If possible, I’d really like to have a ticker that displays the appropriate time unit based on the zoom level. Does x_axis_type=“datetime” provide anything else than that ?

Yes, handling different time scale is specifically the main purpose of the datetime axis configuration. Your largest scale is up to minutes? if it was only up to seconds, then I don’t think you’d need more than that the default “nice number” axis ticker, but once you get to minutes you’d want something that understands how to pick nice numbers on a minutes scale.

The datetime axis ticker is actually a CompositeTicker that specifies several different tickers that each operate at different scales e.g.

    tickers = Override(default=lambda: [
        AdaptiveTicker(
            mantissas=[1, 2, 5],
            base=10,
            min_interval=0,
            max_interval=500*ONE_MILLI,
            num_minor_ticks=0,
        ),
        AdaptiveTicker(
            mantissas=[1, 2, 5, 10, 15, 20, 30],
            base=60,
            min_interval=ONE_SECOND,
            max_interval=30*ONE_MINUTE,
            num_minor_ticks=0,
        ),
        AdaptiveTicker(
            mantissas=[1, 2, 4, 6, 8, 12],
            base=24,
            min_interval=ONE_HOUR,
            max_interval=12*ONE_HOUR,
            num_minor_ticks=0,
        ),
        DaysTicker(days=list(range(1, 32))),
        ...

In principle, you could define your own CompositeTicker subclass, that specifies custom tickers to use at different scales, that understand whatever datetime units your data is in. Unfortunately, at present there is not a super simple way for you to implement these new custom tickers. There is a CustomJSTickFormatter that enables users to define tick formatters by just providing a snippet of JavaScript implementation code. But a corresponding CustomJSTicker does not exist yet:

Add CustomJSTicker · Issue #13130 · bokeh/bokeh · GitHub

Until this is added, the only way to provide a custom ticker is to implement a complete custom extension, which is a fairly advanced and involved undertaking.
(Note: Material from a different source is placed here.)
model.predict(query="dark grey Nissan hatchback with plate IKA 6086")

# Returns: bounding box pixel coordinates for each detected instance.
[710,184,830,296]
If you can forego “nice” minutes scale, then I think the standard BasicTickFormatter that chooses “nice” base-10 numbers for ticks (basically, multiples of 2, 5, and 10), along with a CustomJSTicker would suffice. Otherwise, I don’t have a super simple suggestion for you at the time being.

Ok I think in these conditions we will just cast back to a second-precision value as float as we used to when working with pandas (at least when doing plots). If we do that, scientific notation on the ticker is a good-enough replacement for the nice unit name so we are not actually loosing that much in the end. We also typically don’t suffer from loss of precision due large magnitude in numbers (as we can make plots start at X=0), so floats are not a deal breaker for that purpose. If the situation improves in the future, we should be able to take advantage of it as well.